Does people still use tables?

Does people still use tables to display data from the server? I've seen many websites that use lists and list items to display that data.

3 Answers

kevin jordan
kevin jordan
11,353 Points

Jesus - In my experience it really depends on the type of data that you are going to display. If you have a lot of information that needs many columns, then you're better off using a table. If you only need one or two columns to display the info from your DB, you can get away with lists (LI). The benefits of tables include using thead and tbody to separate out your data and maintain legibility. Also, you will have more control of how the data will look since CSS has many more selectors for tables.

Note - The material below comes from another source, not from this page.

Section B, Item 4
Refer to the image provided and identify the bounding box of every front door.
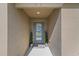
[33,22,44,44]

Hope this helps ! kj

Jesus Mendoza
Jesus Mendoza
23,289 Points

I saw a job search webpage retrieving data from the server and displaying it in list items with headers and a nice css style, but i've also seen webpages display the data using tables. I didn't know if the webpages using tables were not up to date, so, that's why I asked.

Thanks.

Hi Jesus,

I are referring to simply using a table format to lay out data on a webpage ? Typically using table, th, tr, td elements?

Thanks Craig

Jesus Mendoza
Jesus Mendoza
23,289 Points

I mean when retrieving data from a server with PHP and displaying it on the page! Thanks for your answer.

My knowlege of PHP is limited to what I have learnt on treehouse, I may possibly be misunderstanding the question but to the best of my knowledge PHP is as we know a server side langues and once a request is sent from the browser to the server, the servers turn that php into front end language and serve it to the browser...

I am unsure of where tables come into the php language as php basically serves up html for your css to style(as far as i know but i could be correct on this) Marcus Parsons normally answers lots of my questions on JavaScript he may be able to help more!

Also when doing the course on php I visited this site alot

Hope this is in someway helpful

Thanks for the mention Craig! As far as tables and lists go, it's really up to you how you want to display the data. If it makes sense as a list, make it a list. If it makes sense as a table, make it a table. If you're thinking of using your table as a layout for a website (not an email mind you) then check out this article on why using tables for layouts is a stupid idea.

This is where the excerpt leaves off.